Top US general sees 'good scrub' of Iraq policy
WASHINGTON, Nov 10 (Reuters) US military leaders are preparing to recommend changes in Iraq strategy but the ouster of Defense Secretary Donald Rumsfeld will not have a direct impact, the Pentagon's top general said today.
''We have to give ourselves a good honest scrub about what is working and what is not working, what are the impediments to progress and what should we change about the way we are doing it to make sure that we get to the objective that we set for ourselves,'' Gen. Peter Pace, chairman of the military Joint Chiefs of Staff, said on the CBS ''Early Show.'' Pace spoke two days after US President George W Bush announced Rumsfeld's departure following a Democratic victory over Bush's Republican Party in congressional elections seen as a repudiation of the administration's Iraq war policy.
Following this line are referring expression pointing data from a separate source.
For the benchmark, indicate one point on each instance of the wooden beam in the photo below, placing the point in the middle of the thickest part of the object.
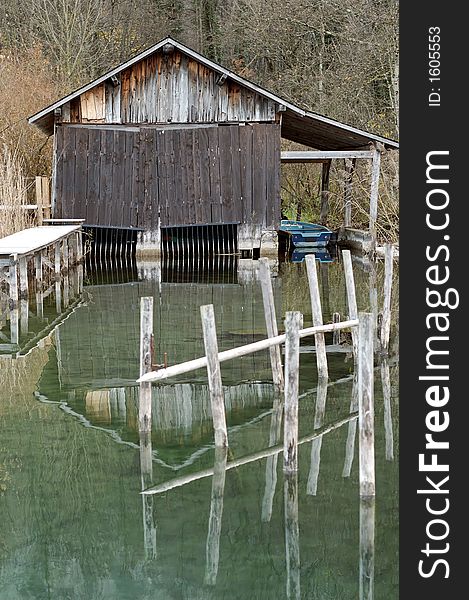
(349, 171)
(375, 168)
(326, 168)
(199, 363)
(322, 155)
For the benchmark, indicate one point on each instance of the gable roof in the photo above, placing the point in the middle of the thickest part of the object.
(298, 125)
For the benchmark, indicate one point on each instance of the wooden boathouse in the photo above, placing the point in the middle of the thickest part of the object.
(170, 139)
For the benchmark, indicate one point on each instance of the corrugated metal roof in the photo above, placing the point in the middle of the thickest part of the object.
(298, 125)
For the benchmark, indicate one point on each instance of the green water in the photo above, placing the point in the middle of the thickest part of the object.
(73, 522)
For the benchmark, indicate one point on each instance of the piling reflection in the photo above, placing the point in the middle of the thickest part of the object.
(352, 430)
(367, 548)
(292, 536)
(35, 315)
(212, 549)
(146, 468)
(271, 462)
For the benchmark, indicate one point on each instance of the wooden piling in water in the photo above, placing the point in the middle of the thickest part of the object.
(386, 320)
(351, 297)
(375, 167)
(271, 462)
(271, 322)
(367, 549)
(336, 333)
(212, 548)
(293, 324)
(146, 332)
(321, 356)
(214, 375)
(13, 281)
(366, 407)
(388, 428)
(316, 444)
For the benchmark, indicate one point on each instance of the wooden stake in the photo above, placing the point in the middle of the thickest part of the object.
(214, 375)
(367, 548)
(375, 167)
(146, 332)
(388, 429)
(13, 281)
(336, 333)
(23, 273)
(351, 297)
(271, 322)
(292, 536)
(326, 167)
(316, 444)
(366, 408)
(386, 321)
(57, 260)
(349, 170)
(321, 355)
(293, 323)
(212, 548)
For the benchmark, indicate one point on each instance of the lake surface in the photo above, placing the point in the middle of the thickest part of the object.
(74, 524)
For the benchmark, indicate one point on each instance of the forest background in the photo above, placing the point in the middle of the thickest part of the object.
(337, 58)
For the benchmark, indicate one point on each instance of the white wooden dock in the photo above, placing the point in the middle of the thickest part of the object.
(26, 254)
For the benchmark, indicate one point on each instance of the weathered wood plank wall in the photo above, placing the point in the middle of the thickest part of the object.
(168, 88)
(136, 176)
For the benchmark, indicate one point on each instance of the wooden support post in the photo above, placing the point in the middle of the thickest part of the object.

''The change in leadership itself will not have a direct impact on what we do or don't do in Iraq,'' Pace said. ''We continuously review what's going right, what's going wrong, what needs to change.'' Pace declined to discuss potential changes, but said he and other leading officers including Gen. George Casey -- the top commander in Iraq -- and Gen. John Abizaid, head of US Central Command, were working on the review.
''We're making our recommendations, we're having our dialogue and we'll make the changes that are needed to get ourselves more focused on the correct objectives,'' he said.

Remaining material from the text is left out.